The other day, the automatic waterer in the young-ram pen needed attention before winter. I fed the rams and then hurriedly tried to get as much done as I could before the rams were finished eating. I knew that if I didn’t do this, I would eventually have “help” during the project. I pulled the waterer apart and began to address the issue.
It wasn’t long before my “help” arrived. Within minutes I was surrounded by a shoving, jostling crowd of ram lambs and adult Korbin, all wanting to see what I was doing. Now, some people will argue that perhaps they were not there because of my work, but were actually thirsty and wanting water — but I know this was not the case. I use the same feeding routine daily, and although their waterer needed work, it was still providing water, so they hadn’t gone without. The water had been turned off for all of about five minutes when my group of helpers arrived, and they never come to drink as a group like this. Most of the time, the rams eat their grain and then head over to the shelter to fill up on the grass hay I had just put out. This time, they headed straight from the grain to the waterer, more interested in my work and the disassembled waterer than in the hay waiting in their feeders.

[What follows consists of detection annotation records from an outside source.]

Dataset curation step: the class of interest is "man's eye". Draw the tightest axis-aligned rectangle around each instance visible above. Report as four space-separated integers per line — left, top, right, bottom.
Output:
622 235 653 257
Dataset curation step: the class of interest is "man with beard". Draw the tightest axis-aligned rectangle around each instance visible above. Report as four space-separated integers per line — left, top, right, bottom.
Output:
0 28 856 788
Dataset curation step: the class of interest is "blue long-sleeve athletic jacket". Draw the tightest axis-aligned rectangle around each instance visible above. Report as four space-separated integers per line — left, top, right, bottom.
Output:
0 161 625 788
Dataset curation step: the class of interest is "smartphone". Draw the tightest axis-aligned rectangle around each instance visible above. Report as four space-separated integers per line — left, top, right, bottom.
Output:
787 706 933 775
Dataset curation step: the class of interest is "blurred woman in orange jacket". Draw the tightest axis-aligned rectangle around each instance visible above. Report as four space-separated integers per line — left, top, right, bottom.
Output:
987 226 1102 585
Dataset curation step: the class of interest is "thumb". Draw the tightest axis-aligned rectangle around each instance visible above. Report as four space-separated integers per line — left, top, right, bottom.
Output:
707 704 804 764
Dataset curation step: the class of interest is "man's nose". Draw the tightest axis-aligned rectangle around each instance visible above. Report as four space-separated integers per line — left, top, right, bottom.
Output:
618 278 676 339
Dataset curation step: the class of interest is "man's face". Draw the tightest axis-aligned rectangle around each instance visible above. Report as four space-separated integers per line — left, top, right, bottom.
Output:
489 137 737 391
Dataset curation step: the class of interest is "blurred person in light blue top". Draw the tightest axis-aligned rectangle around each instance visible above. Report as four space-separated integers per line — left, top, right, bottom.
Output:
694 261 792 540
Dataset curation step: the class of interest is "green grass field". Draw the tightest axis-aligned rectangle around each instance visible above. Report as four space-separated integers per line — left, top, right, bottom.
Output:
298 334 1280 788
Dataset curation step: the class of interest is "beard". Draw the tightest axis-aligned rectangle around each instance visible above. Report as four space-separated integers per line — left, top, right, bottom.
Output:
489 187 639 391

And this brings me to my question: what is it about broken equipment that attracts the male of a species? When the mower breaks down, the rams crowd around to take a closer look, often getting partway onto the mower itself to really ‘get the feel’ of the thing. When the mower breaks down in the ewes’ field, the girls essentially ignore it as if it was a big rock. A few of the lambs might use it for a game of king-of-the-mountain, but that’s all the attention it gets there — very unlike its reception among the rams.

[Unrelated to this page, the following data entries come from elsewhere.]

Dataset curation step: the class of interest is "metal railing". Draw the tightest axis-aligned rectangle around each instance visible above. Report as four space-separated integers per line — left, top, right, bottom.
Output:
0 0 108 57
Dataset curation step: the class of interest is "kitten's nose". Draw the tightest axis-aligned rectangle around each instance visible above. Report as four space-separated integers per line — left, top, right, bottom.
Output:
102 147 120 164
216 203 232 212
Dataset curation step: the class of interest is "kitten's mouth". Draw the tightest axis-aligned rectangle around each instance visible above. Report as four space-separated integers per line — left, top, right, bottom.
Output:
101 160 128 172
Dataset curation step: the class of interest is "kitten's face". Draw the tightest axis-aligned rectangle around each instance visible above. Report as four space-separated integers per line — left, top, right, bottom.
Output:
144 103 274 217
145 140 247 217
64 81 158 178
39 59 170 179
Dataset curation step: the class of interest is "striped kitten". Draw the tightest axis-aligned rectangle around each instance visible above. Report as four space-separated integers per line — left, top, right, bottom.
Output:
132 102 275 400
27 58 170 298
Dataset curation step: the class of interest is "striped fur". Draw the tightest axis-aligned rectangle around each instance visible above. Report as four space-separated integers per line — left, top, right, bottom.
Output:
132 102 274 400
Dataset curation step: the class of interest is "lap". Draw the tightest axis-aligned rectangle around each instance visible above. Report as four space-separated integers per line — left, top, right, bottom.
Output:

When the ewes’ waterer required the same winterization that I performed on the ram waterer, no help arrived to peer into the open unit. The only company I had was Sweet Pea, who obviously wanted a drink. (She stayed until I was done and then got the water she had come for.) Yet here I stood, trying to maintain my position at the ram waterer as they all pushed and shoved around me, trying to get a closer look at the opened unit. I finally got my work done, but it was a constant battle to keep all of my tools nearby and all of the crowding noses out of my line of sight. The group didn’t dissipate until I had closed the unit and stepped back to take the photo you see here. At that point, the party was over and they had begun to leave. Yet some of the boys lingered just in case I might have more work to do. None of them drank any water. They simply wanted to see things taken apart and put back together. I don’t get the fascination, but at least in the ram world, it must be a “guy thing” — they do love their broken equipment!